Barack and Michelle Obama lead celebration of new equal pay law


Since her highly photographed appearances at various inaugural balls, the first lady has spent much of her time out of public view helping her two daughters adjust to their new surroundings.

But on Thursday, Michelle Obama played a very public role with her husband marking the passage of a new equal pay law.

Obama's first bill signing

After the first couple made a trip to their daughter Sasha’s school in Maryland, the president went to the East Room on the first floor of the White House to sign his first bill into law. The measure, the Lilly Ledbetter Fair Pay Act, reversed a 2007 US Supreme Court decision that made it harder to sue for pay discrimination.

At the signing, the president paid tribute to House Speaker Nancy Pelosi, who attended the ceremony. “It's appropriate that this is the first bill we do together. We could not have done it without her,” Mr. Obama said.

Most of the attendees at the signing ceremony then walked across the hall to the State Dining Room, where Mrs. Obama hosted a reception for Ms. Ledbetter, the Alabama woman for whom the bill was named. It was the first official White House event she has hosted. The president mingled with the crowd but left before his wife spoke.

Battling unfairness

With Ms. Ledbetter standing next to her, Mrs. Obama paid tribute to her "commitment, her dedication, her focus.'' Mrs. Obama, wearing a purple suit and white pearls, said Ms. Ledbetter “knew unfairness when she saw it and was willing to do something about it because it was the right thing to do, plain and simple.”

After 19 years on the job at Goodyear Tire & Rubber, Ledbetter found that she was the lowest paid supervisor in her plant despite being more experienced than several male counterparts. A jury found the company guilty of discrimination but the Supreme Court held that a discrimination claim must be filed within 180 days of the first offense. The measure Obama signed today provides that every discriminatory paycheck extends the statute of limitations for 180 days.

Needed more when times are tough

The first lady said that, "This legislation is an important step forward, particularly at a time when so many families are facing economic insecurity and instability.”

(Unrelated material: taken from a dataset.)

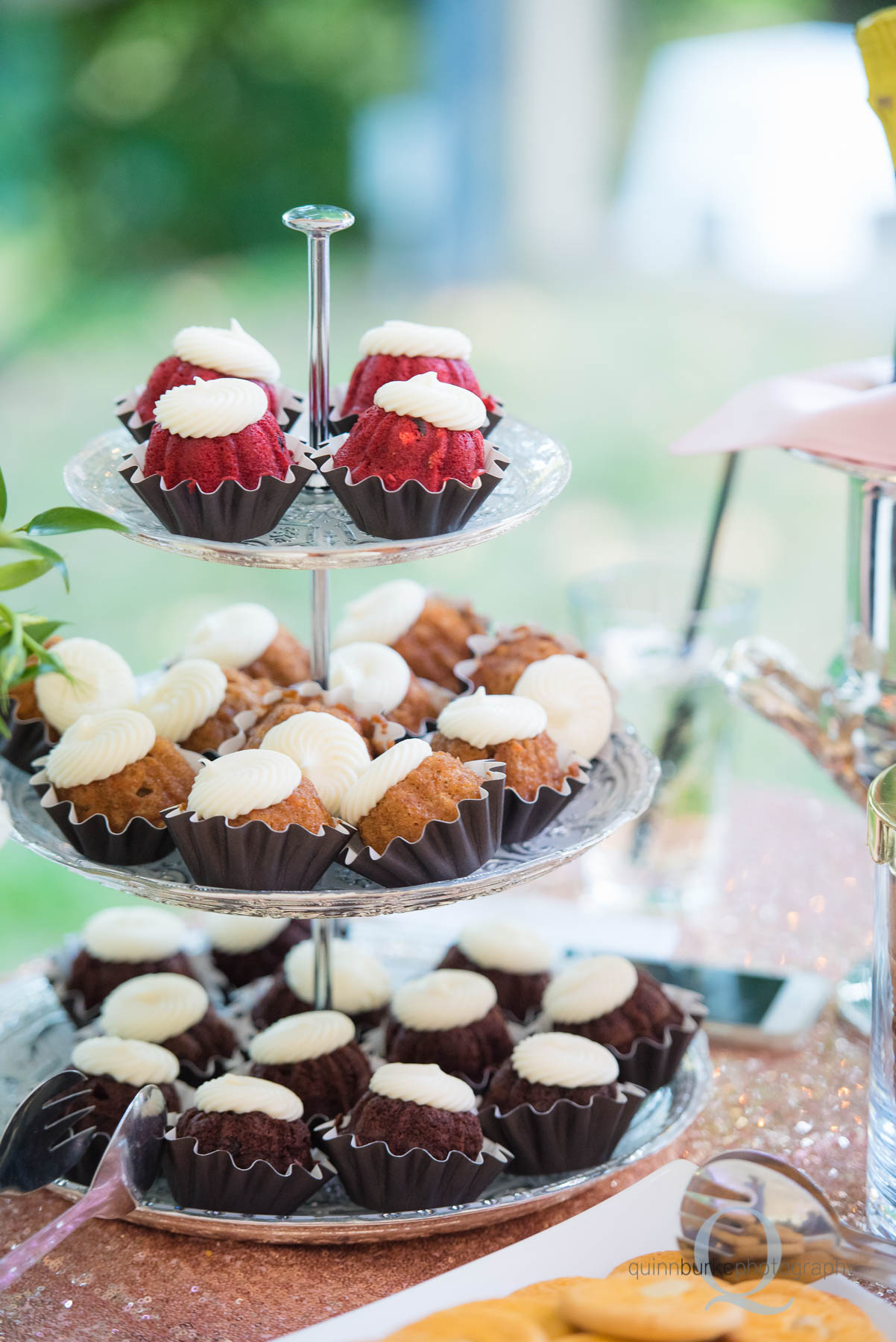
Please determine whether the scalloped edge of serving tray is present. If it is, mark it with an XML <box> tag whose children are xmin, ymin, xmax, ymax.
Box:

Mrs. Obama then introduced Ms. Ledbetter, who she described as "an inspiration to women and men all across the country.'' The crowd clapped and cheered.

In response, Ms. Ledbetter said, "Words cannot begin to describe how honored and humbled I feel today. When I filed my claim against Goodyear with the EEOC ten years ago, never, never did I imagine the path that it would lead me down.”

A richer reward

"I have spent the past two years since the Supreme Court decision in my case, fighting for equal pay for this,'' Ms. Ledbetter said. "But to watch him sign a bill that bears my name, a bill that will help women and others fight pay discrimination in the workplace is truly overwhelming. Goodyear will never have to pay me what it cheated me out of. I will never see a cent from my case. But with the passage and the president's signature today, I have an even richer reward."

After Ms. Ledbetter spoke, she and Mrs. Obama shared a hug while the crowd cheered.

A pool reporter who attended the event said guests sipped orange juice and cranberry juice and enjoyed a mix of pastries, including apricot coffee cake, cherry orange scones, apple muffins and a fruit mix that included mango, apple, clementines and pineapple. Some attendees sat at small round tables adorned with yellow orchids, but mostly guests stood and mixed and mingled.

An inclusive party

While this was the first major public event Mrs. Obama has hosted since moving to 1600 Pennsylvania Avenue, the latest issue of US Weekly reports that two days after moving in, the first lady hosted a party in the East Room for every member of the White House staff.